Села связаны между собой кочковатыми с коварной наледью дорогами. На дорогах асфальт, но общественный транспорт в этих местах не ходит. Поэтому села – как острова, работу можно найти в своем селе, максимум – в соседнем, дальше пешком не доберешься.
В селах – сплошь крохотные, в две комнаты, типовые домики из местного ракушечника. По одной версии, раньше такие строили трудящимся местные колхозы – видимо, считалось, что в Крыму, где зима всего полтора месяца, просторное жилье под крышей не нужно. Опять же на большой дом нужно много дров, а лишние дрова – это лишние расходы.
Проезжаем поле, на котором из-под снега торчат стебли сухой полыни, – в прошлом году, а то и дольше, его не пахали.
«Раньше так не было», – не выдерживает молчавший почти всю дорогу фотограф Максим из Симферополя.
«Инфраструктура меняется, – объясняет с переднего сидения отец Дионисий Волков, организатор хосписной службы. – Крым вошел в Россию, а рядом – Краснодарский край, налаженное производство продуктов, низкие цены. А тут еще Украина перекрыла Северо-Крымский канал. Теперь, пока местные хозяйства не придумают, как быть, люди будут без работы».
Лемара и дочери
Крымские татары Асан и Лемара вместе с родителями мужа и тремя дочерьми живут в ракушечном домике в одном из местных сел. Дом родительский, а свой, просторный, супруги начали строить на соседней улице, но сейчас стройка остановлена.

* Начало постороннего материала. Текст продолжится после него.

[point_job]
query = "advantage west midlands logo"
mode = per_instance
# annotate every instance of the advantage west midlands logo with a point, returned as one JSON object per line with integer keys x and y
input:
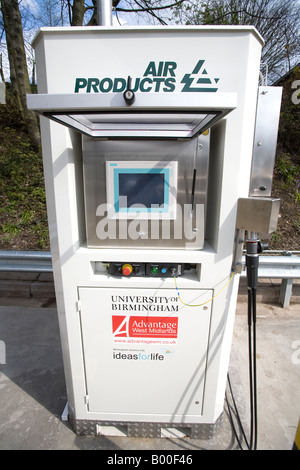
{"x": 158, "y": 77}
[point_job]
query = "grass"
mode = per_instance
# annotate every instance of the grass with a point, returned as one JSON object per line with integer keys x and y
{"x": 23, "y": 219}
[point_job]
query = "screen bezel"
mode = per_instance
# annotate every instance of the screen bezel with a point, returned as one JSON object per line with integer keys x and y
{"x": 167, "y": 168}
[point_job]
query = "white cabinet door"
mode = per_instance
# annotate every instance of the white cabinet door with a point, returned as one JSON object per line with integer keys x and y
{"x": 144, "y": 351}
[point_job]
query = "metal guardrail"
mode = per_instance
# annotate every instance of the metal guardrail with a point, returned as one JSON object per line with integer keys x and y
{"x": 285, "y": 267}
{"x": 26, "y": 261}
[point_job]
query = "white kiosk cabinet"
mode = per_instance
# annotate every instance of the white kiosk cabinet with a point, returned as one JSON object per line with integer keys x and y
{"x": 140, "y": 193}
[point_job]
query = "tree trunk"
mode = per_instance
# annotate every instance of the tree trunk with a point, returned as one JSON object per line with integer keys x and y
{"x": 18, "y": 66}
{"x": 78, "y": 10}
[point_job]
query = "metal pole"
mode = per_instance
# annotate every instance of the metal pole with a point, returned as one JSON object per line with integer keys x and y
{"x": 104, "y": 9}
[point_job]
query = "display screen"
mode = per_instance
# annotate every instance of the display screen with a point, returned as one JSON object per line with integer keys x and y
{"x": 147, "y": 189}
{"x": 141, "y": 189}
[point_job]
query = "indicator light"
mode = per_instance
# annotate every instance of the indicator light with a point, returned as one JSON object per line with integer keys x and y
{"x": 154, "y": 269}
{"x": 126, "y": 269}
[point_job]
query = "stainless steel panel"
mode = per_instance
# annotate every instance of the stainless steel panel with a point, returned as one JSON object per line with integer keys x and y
{"x": 162, "y": 234}
{"x": 265, "y": 140}
{"x": 258, "y": 214}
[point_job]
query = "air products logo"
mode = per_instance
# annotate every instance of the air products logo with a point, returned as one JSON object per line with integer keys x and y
{"x": 145, "y": 329}
{"x": 159, "y": 76}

Из троих детей здорова только средняя, у старшей – девятилетней Анифе – и у младшей – полуторагодовалой Динары – тяжелейший ДЦП и эпилепсия.
«Вы только не думайте, что я несознательная, – говорит Лемара. – Когда родился старший ребенок-инвалид, я три раза сдавала анализы на генетику. Мне сказали: „Мамочка, не беспокойтесь, у вас не наследственность, у вас – родовая травма«».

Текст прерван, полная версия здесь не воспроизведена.